Konusu bu olan oyun, bence Beckettin epik tiyatroyla da bir yüzleşmesi. Trajedi ile komedinin buluşması hatta çatışması var oyunun içeriğinde. Metnin ve sahnenin olabildiğince sadeliği, vicdanın öne çıkması, ruhun sorgulanması, benzerlikler ve yinelemeler Chabert, bütün bunları dikkate alarak ve de epik gömleğini de giyerek, metni varolmanın özüne saplanan bir mızrak gibi yorumlamış. Hiç kuşku yok ki Chabert, Becketti çok iyi tanımakta, Beckettin felsefeye, edebiyata ve insana dair tüm birikimini bilmekte.
Nerden anladın diye sual edecek olursanız, ilk bakışta anlaşılmaz ya da tanımsız görüneni, daha sonra dokunun yoğunluğunun simgesi olarak, yalnızca yansılayıcı olandan ayırt edilebilmiş. Eseri, gerçekten yaratıcı bir düş gücünden fırlayan bir çalışmanın olağanüstü kapsamlı yoğunlaşması olarak sahneye taşımış. Beckettin anlattığını sadece özyaşamsal bir öykü olarak değil, çok daha derin bir yapı olarak algılamış.

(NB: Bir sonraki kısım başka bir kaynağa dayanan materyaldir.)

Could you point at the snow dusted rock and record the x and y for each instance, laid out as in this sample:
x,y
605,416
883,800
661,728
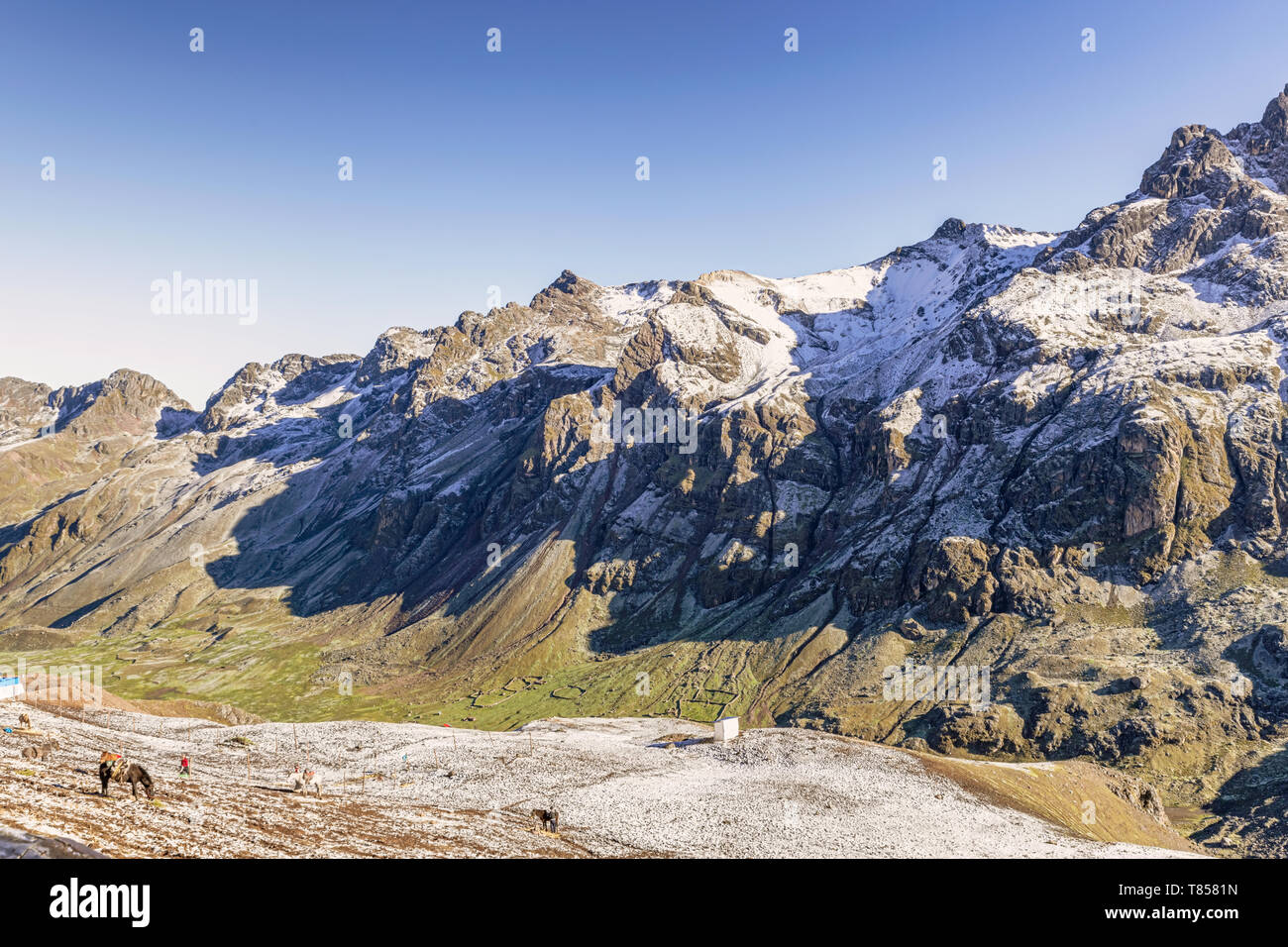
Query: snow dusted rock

Arikhanın mükemmel sadelikteki dekoru
Avigdor Arikha, klostrofobik iç alanı fevkalade veren bir dekor tasarımı yapmış. Kırmızı merdiven ve Clovun son sahnedeki kırmızı ceketiyle başkaldırının simgeleştirilmesi de hayli ilginç geldi bana. Genevieve Soubirounun ışık tasarımı da başarılı, ama başarısına benim oyunu seyrettiğim Beyoğlundaki Muammer Karaca Tiyatrosunun Beam-Lightslarından birinin pırpır yapması gölge düşürüyor. Barbara Huttun kostümleri de iyi. Oyunu dilimize kazandıran Genco Erkalın çevirisi de kusursuz denecek düzeyde. Belli ki titiz bir çalışma yapmış Erkal. Hele bir de tercih yerine yeğleme kullansaymış!
Oyuncular
Hikmet Karagöz, Nagge hiç abartmadan, dengeli bir biçimde can veriyor. Meral Çetinkaya, gene Meral Çetinkaya gibi yani kusursuz ve gene olabildiğince titiz. Bülent Emin Yarar, Clovu incelemiş, çözmüş, keşfetmiş, araştırmış, tartmış, tanımış, reddetmiş, onaylamış. Sorarım size, daha ne yapsaymış?
Hammde Genco Erkal, her zaman olduğu gibi gene oyunun ve rolünün ana doğrultusunu ve düşüncesini, üstün yönelimini ve kesintisiz eylem çizgisini açığa çıkarmayı başarıyor. Allem ediyor kallem ediyor, imgelemesine, duygularına, düşüncelerine ve iradesine gene mükemmel malzeme çıkarıyor.
Başka ne diyeyim ki! Size de bu oyunu ne yapıp edip bir yerlerde seyretme zorunluluğu kalıyor.